My rig is composed of 4 5700xt.
It keeps crashing after anywhere from 20 mins to 18 hours. I’ve never got it to run for over 18 hours.
[0mAverage speed (10s): 0.00mh/s | 48.23mh/s | 0.00mh/s | 0.00mh/s Total: 48.23 mh/s [38;2;189;183;107mNew job received: 0xd01ff5 Epoch: 387 Target: 000000006df37f67 [0m[38;2;178;034;034mStuck device detected, invoking emergency script
The real problem : OS logs (repeated over and over)
Jan 10 12:25:23 hive5700XT kernel: [58483.988705] amdgpu: Failed to export SMU metrics table!
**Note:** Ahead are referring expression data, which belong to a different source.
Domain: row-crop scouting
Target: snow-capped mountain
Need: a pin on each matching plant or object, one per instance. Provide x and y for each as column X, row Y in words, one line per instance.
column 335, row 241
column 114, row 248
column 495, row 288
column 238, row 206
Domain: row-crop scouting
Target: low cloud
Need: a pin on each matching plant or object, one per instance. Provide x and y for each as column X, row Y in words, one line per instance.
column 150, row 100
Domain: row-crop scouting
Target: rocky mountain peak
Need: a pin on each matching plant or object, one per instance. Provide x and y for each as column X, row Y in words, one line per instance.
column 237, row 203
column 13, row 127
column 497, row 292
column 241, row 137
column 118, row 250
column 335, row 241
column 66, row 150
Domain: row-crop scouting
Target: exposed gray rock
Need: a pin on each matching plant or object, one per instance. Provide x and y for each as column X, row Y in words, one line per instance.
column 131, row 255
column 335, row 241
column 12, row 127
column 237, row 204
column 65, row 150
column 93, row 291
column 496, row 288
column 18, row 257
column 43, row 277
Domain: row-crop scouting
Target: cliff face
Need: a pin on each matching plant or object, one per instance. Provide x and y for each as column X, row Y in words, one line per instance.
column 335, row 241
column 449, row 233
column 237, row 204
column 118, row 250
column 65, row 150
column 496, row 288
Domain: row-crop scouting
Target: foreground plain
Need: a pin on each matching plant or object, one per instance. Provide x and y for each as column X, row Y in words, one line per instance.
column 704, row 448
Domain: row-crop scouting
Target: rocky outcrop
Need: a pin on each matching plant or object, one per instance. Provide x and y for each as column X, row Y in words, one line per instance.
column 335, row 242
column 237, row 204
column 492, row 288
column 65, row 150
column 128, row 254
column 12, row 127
Jan 10 12:25:28 hive5700XT kernel: [58488.988954] amdgpu: Msg issuing pre-check failed and SMU may be not in the right state!
I’ve tried numerous different OC settings, these ones are pretty conservative and have good temps
What I’ve tried so far :
- Update B250 motherboard with this guide
- Change risers, splitters and power cables
- Tried running a single card at stock, crashed after ~20 hours (same OS error log)
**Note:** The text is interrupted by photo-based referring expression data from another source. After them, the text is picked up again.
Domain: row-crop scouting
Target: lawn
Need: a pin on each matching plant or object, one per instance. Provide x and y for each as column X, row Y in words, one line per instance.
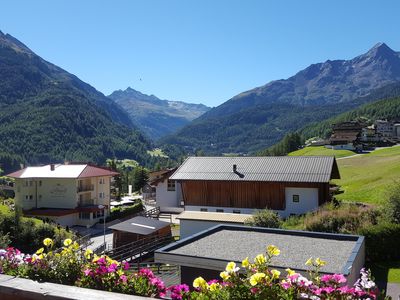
column 321, row 151
column 157, row 152
column 365, row 177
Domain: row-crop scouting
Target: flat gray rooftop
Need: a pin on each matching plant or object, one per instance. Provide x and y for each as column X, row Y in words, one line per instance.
column 226, row 243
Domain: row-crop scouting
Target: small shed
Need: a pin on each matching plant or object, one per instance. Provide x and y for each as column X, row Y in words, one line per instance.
column 138, row 228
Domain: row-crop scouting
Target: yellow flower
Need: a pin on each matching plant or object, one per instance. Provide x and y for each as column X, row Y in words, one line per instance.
column 88, row 252
column 231, row 267
column 290, row 272
column 309, row 262
column 256, row 278
column 213, row 287
column 275, row 274
column 224, row 275
column 75, row 246
column 199, row 282
column 67, row 242
column 260, row 259
column 245, row 262
column 273, row 250
column 320, row 262
column 40, row 251
column 48, row 242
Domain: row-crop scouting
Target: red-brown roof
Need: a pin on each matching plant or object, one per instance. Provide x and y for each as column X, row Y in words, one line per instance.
column 94, row 171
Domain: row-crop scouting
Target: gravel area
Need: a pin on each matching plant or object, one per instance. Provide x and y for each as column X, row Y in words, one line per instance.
column 234, row 245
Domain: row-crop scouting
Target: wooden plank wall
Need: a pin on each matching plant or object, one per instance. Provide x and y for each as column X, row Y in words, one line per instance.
column 244, row 194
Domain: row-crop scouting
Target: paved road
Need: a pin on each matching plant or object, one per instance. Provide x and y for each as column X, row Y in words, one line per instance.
column 99, row 240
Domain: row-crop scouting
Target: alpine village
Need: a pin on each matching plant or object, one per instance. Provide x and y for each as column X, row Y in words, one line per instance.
column 289, row 190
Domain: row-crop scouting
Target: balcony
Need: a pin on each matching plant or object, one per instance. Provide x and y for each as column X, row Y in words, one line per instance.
column 85, row 188
column 86, row 202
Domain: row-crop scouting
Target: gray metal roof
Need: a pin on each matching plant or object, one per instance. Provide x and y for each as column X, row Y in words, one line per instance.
column 214, row 247
column 265, row 168
column 140, row 225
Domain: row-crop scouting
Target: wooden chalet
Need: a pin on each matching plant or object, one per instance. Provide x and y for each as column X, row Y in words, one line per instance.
column 138, row 228
column 287, row 184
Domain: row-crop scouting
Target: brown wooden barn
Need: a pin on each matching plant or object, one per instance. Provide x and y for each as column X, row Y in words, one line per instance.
column 287, row 184
column 138, row 228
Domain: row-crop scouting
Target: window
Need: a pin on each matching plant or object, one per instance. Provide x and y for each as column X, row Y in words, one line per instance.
column 99, row 214
column 296, row 198
column 171, row 185
column 84, row 216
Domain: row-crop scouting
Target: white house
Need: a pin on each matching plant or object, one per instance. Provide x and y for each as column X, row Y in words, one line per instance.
column 168, row 192
column 69, row 194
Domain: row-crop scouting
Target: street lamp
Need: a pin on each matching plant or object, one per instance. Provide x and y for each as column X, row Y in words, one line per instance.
column 104, row 225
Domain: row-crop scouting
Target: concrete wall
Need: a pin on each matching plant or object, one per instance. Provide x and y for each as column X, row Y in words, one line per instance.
column 12, row 288
column 189, row 227
column 308, row 201
column 248, row 211
column 165, row 198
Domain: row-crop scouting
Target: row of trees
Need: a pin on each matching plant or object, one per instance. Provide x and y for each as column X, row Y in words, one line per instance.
column 131, row 173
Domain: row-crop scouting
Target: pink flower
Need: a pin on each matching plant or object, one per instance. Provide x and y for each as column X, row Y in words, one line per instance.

- Update Hive OS to 0.6-191@210109
- Switched miners from PhoenixMiner to lolMiner (same OS error log)
Other info :
- Kernel 5.0.21-201105-hiveos
- AMD Driver OpenCL 20.30
I can’t find much information about these error logs, most of the ones that I found online are related to monitor issues, which doesn’t apply to me.
Anybody else encountered this issue?